Y"ılların ahı ver üzerimde ne etsem silinmeyen
Yollar var yüreğimde yürüdükçe bitmeyen..."
Barut Reis'den...
Biliyordum!Lanet olsun ki Deva'nın bir şey yapacağını biliyordum. Tek nefeslik bir mola bile olsa bunu kabul etmeyeceğini, sekiz yıldır biriktirdiği kini bir kere için bile silmeyeceğini biliyordum. Bile bile aldım kollarıma ben Deva'yı. Alırken durdururum sandım. Durmadı. Gözlerime baka baka cümlelerini çekinmeden yüzüme vura vura gitti. Gözlerimin içine baka baka sekiz yıldır çektiğimiz acıyı hiç etti.
"Abi artık omzuna bakmamız lazım." Loya yanımda konuşuyordu. Konuşuyordu ama boşa konuşuyordu onu duyan yoktu ki şu anda. Ne omzum ne de omzuma ne olacağı umurumda değildi.
"Barut, Loya haklı. Üç gündür açık o dikişler. Kan kaybını falan da geçtim enfeksiyon kapacaksın!" Didem konuşuyordu. O da boşa konuşuyordu ama farkında değildi. Umursamadan baktım önünde durduğum pencereden. Yanıma geldi Loya. "Abi?" Dedi ağlamaktan sesi kısılmış bir halde. Yandan bir şekilde baktım Loya'ya.

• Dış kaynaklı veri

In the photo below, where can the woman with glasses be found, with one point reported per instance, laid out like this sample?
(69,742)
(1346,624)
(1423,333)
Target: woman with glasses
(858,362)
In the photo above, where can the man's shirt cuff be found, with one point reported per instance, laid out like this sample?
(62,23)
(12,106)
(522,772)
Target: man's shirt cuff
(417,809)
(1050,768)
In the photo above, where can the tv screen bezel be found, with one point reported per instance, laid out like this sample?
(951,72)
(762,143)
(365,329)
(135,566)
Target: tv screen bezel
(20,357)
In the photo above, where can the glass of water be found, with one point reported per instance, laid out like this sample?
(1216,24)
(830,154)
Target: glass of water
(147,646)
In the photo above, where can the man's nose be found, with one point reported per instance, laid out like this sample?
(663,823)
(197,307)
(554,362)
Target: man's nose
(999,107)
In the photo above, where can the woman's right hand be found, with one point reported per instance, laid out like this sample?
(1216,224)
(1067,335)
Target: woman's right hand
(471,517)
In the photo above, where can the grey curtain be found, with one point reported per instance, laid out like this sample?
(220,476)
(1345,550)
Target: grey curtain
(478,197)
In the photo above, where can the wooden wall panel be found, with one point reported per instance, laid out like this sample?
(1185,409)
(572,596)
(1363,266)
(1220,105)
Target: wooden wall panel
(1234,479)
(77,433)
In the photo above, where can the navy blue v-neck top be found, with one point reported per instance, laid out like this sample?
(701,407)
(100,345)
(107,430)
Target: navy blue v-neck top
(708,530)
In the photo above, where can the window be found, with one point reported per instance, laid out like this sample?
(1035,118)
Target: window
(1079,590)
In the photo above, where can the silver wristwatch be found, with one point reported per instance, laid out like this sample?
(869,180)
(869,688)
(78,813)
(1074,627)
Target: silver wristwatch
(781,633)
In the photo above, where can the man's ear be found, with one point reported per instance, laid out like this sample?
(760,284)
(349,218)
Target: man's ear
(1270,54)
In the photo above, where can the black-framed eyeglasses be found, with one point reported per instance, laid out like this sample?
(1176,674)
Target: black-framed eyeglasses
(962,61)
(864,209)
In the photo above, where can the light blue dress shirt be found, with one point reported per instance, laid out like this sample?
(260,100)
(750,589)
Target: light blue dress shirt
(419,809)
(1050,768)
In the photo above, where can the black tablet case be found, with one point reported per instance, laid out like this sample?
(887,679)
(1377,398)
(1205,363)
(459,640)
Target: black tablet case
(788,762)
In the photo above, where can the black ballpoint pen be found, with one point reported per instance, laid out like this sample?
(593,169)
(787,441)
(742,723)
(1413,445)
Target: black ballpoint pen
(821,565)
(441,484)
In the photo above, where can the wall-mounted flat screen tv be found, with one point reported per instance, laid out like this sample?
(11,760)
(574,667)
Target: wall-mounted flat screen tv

"Deva'nın açtığı yarayı başkası kapamayacak." Sesim netti ve beni daha fazla bu konuda üstelemelerini istemiyordum özellikle de bize yaşam olan bu Dünya o dünyanın var olduğu evren bile bana dar gelirken daha fazla üzerime gelmelerini istemiyordum!
Masum masum baktı yüzüne. Bakamadım. Benim odaklandığım tek yer karşımda duran hırçın dalgalarla kıyıya vuran Karadeniz'di. Karımı andırıyordu bana Karadeniz. Onun gibi hırçın. Onun gibi asi. Onun gibi durulmazdı. Kavuşmak için yanıyordun Karadeniz'e ama herkesi kabul etmeyecek kadar asildi. Kabul ettiğini de bırakmayacak kadar inatçı.
Benim karım Karadeniz'di.
Benim sevdam Karadeniz'di.
Benim yuvam, yerim, yurdum Karadeniz'den ibaretti.
Yüreğimde bir yangın vardı. Bu öyle bir yangındı ki ne diniyordu ne de hafifliyordu. Deva'yı görene, kollarımın arasında alana kadar da hafiflemeyeceğini biliyordum. Aklımda ki isyana kaçan sorulara engel olamıyordum. Eğer Deva bunu yaşayacaksa neden çektik biz sekiz yıl boyunca bu acıyı? Ben neden bunca hasrete kucak gerdim?
Sakin ol diyorum kendime. Sakin ol Sürmeneli isyan etme yoksa karın gidecek. Kendi gözünden bile bakınca içinin titrediği, canının yandığı kadın gidecek. Deva gidecek Sürmeneli. Aklını başına al diyorum. Diyorum da kime diyorum. Ben biliyorum onların ne denli acımasız olduğunu. Ben biliyorum onların ne kadar can yakabildiğini.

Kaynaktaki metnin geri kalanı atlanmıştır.